Sadie listened and watched, unafraid, and the old man pointed to the clock he was working on and said, ‘Ye don’t need the glass. It’s the clock of Mrs Andrews, and if ye look at the coggies there ye’ll see all her powder, pink and dirty, and look at her grey hairs that she brushes into the clock. All in a bedroom, the clock stays, and it maun tick with its face down.’ He showed Sadie the scratched glass of the clock. ‘And all that grease on her face. She’s winding it up wi’ her fingers thick with that awfu’ gruel.’ Mrs Andrews’ face-creamed finger marks were stained into the clock where she held it to wind it.
‘I never thought …’ Sadie began in amazement.
But old Fyfe had lost interest in his demonstration, and Sadie stood still to watch his quivering hands working with the diminutive screwdrivers, holding them miraculously still long enough to undo the minute screws. The old man crouched over his bench, a tiny figure. It was neat and clean, and she could smell the fine oil he used on the clocks he was repairing. Sometimes it seemed to be a quiet, rumbling fury, and other times it was more like a Scottish bee buzzing. Noise, in fact, seemed to be his only relief, as if it were a desperate diversion from whatever was going on in his head.
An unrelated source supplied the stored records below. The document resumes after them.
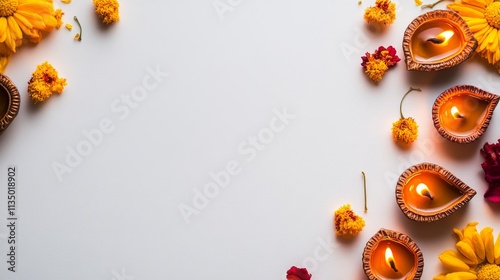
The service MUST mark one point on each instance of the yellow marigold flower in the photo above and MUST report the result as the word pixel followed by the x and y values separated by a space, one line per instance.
pixel 347 222
pixel 405 130
pixel 384 12
pixel 474 258
pixel 58 15
pixel 107 10
pixel 44 82
pixel 483 18
pixel 24 19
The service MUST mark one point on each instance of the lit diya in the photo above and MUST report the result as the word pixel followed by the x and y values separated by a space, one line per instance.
pixel 427 192
pixel 462 113
pixel 9 102
pixel 437 40
pixel 392 255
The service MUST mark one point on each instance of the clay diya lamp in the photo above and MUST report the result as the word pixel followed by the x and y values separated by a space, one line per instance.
pixel 427 192
pixel 462 113
pixel 392 255
pixel 437 40
pixel 10 101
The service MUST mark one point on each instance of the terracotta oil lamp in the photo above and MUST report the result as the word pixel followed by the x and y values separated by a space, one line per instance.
pixel 437 40
pixel 9 102
pixel 392 255
pixel 462 113
pixel 427 192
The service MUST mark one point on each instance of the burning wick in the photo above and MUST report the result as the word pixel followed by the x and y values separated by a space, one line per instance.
pixel 442 38
pixel 423 190
pixel 456 114
pixel 389 258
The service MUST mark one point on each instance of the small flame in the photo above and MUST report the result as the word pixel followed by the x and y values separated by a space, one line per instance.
pixel 445 36
pixel 389 259
pixel 455 113
pixel 388 256
pixel 423 190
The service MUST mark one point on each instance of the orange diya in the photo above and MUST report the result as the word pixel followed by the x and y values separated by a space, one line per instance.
pixel 9 102
pixel 462 113
pixel 392 255
pixel 437 40
pixel 427 192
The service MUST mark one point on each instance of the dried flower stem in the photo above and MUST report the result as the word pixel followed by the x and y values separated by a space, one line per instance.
pixel 80 26
pixel 364 190
pixel 401 103
pixel 430 6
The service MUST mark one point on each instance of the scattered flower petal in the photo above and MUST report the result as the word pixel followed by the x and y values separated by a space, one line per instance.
pixel 377 63
pixel 491 167
pixel 467 262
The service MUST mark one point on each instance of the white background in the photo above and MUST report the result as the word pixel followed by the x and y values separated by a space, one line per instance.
pixel 116 215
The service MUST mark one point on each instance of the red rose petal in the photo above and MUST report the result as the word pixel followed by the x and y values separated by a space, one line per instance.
pixel 493 194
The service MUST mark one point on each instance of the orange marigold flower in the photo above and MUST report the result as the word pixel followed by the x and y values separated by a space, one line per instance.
pixel 107 10
pixel 347 222
pixel 58 15
pixel 44 82
pixel 405 130
pixel 384 12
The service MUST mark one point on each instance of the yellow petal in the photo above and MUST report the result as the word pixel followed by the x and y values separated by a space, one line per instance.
pixel 489 244
pixel 460 257
pixel 478 3
pixel 37 7
pixel 14 28
pixel 460 276
pixel 439 277
pixel 4 60
pixel 453 264
pixel 478 246
pixel 10 42
pixel 460 235
pixel 3 29
pixel 30 15
pixel 466 250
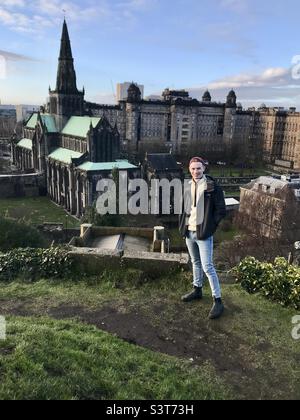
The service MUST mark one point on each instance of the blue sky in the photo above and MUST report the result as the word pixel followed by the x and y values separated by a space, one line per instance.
pixel 192 44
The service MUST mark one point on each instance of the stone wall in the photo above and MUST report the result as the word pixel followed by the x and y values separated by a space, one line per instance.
pixel 93 262
pixel 12 186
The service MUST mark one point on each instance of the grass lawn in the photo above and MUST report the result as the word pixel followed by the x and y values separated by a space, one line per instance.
pixel 36 211
pixel 121 336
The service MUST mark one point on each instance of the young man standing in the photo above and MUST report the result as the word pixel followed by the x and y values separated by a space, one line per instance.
pixel 204 208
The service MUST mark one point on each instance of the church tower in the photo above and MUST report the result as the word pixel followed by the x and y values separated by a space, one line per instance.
pixel 66 100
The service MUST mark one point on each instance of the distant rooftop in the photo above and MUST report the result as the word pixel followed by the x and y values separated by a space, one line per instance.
pixel 79 126
pixel 48 121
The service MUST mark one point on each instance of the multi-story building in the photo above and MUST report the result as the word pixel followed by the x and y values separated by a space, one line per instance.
pixel 270 207
pixel 24 111
pixel 122 90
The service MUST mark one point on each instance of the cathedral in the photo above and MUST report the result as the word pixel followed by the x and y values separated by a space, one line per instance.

Like that, Sadie learned to sit and watch not only old Fyfe’s clock and watch repairing, but the way he re-set planes and razors on his oilstone and with the tiny grinder, using a strop to finish them with.
While she watched old Fyfe, Spit would sometimes behave like a housewife, sweeping the floor or cleaning the stove; or he would leave her when he watered the garden or chopped the wood for the stove, and she began to love the place. But she was surprised one day when, helping Spit with the spokes of the old bicycle wheel, she heard her mother calling her.
‘Oh, my gosh,’ she said, handing Spit the pliers with which she was holding the spokes in place for him. ‘What time is it?’
‘I dunno,’ Spit said, ‘but – maybe your father’s come home.’
‘Goodbye, Spit,’ Sadie said as she rushed out. ‘Goodbye, Mr MacPhee,’ she shouted. And, calling over her shoulder, she said, ‘Be back tomorrow.’
But in fact she would not be back on the morrow, because that night old Fyfe burned down the house, and Spit’s days of security and safety were finally over.